By Ahmad Assiri, Research Strategist at Pepperstone

Gold continues to climb above the $5,000 per ounce level, which in itself is an important signal following the recent bout of sharp volatility. Notably, the metal has staged a strong recovery, rising by roughly 15% from its low after undergoing a steep correction. The initial selloff bore the hallmarks of a positioning- and leverage-driven liquidation, rather than a deterioration in the underlying fundamental narrative.

Heavily leveraged long positions were forced to reduce exposure in what amounted to a rapid and arguably exaggerated selloff across the broader metals complex.
From a price action perspective, the early phase of the rebound points to a V-shaped recovery, reflecting how quickly leveraged positioning has re-entered the market. That said, given the speed of the advance and the role leverage played in the prior drawdown, a period of consolidation would likely be healthier. A more gradual W-shaped recovery would allow excess leverage to be worked off, volatility to be absorbed and the broader uptrend to re-establish itself on more stable foundations.
Crucially, the fundamental backdrop for gold remains largely intact with central bank demand continues to provide a bid, reinforcing gold’s role as a strategic reserve asset. At the portfolio level, bullion still offers attractive diversification benefits relative to equities, with low correlation over the medium term even after accounting for the recent volatility as well as expectations around monetary policy remain supportive, while persistent geopolitical risks continue to underpin demand. From this perspective, the pillars supporting gold today look broadly similar to those in place prior to Friday’s correction.

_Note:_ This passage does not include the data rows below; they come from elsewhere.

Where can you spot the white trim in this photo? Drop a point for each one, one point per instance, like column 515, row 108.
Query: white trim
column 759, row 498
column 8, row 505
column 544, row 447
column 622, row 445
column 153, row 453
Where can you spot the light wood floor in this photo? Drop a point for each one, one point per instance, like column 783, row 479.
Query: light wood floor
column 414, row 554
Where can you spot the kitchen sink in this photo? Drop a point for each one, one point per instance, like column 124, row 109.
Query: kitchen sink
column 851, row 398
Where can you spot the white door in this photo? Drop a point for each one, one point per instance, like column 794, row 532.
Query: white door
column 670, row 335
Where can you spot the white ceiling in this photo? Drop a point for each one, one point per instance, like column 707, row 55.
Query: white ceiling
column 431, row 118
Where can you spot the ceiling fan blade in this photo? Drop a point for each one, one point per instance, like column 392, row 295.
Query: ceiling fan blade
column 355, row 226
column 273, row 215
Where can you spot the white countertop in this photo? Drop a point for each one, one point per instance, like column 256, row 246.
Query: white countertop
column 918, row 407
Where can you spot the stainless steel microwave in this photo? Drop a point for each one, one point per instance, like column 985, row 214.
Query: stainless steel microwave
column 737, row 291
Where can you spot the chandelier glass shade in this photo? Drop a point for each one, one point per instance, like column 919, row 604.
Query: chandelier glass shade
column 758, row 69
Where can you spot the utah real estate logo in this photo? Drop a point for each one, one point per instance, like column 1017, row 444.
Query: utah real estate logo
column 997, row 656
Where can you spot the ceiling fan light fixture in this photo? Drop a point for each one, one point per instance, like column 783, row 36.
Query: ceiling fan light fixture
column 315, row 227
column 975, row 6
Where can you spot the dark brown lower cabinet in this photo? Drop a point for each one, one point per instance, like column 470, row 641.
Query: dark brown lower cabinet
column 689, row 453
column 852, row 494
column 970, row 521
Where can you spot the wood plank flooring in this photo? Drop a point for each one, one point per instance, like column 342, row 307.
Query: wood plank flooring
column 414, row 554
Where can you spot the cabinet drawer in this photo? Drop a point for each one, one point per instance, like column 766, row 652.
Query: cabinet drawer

Looking ahead, higher margin requirements could support a normalization in positioning and volatility. Even so, volatility is likely to remain elevated in the near term as markets continue to digest the recent meltdown and reassess risk appetite.

From a price-path standpoint, the recovery may prove uneven, with my basing process closer to a W-shaped formation appearing plausible. Beyond this consolidation phase, the broader trajectory still tilts higher, with the medium to long term outlook remaining consistent with a move toward the $6,000 per ounce region over the course of the year, assuming macro conditions continue to evolve along current lines.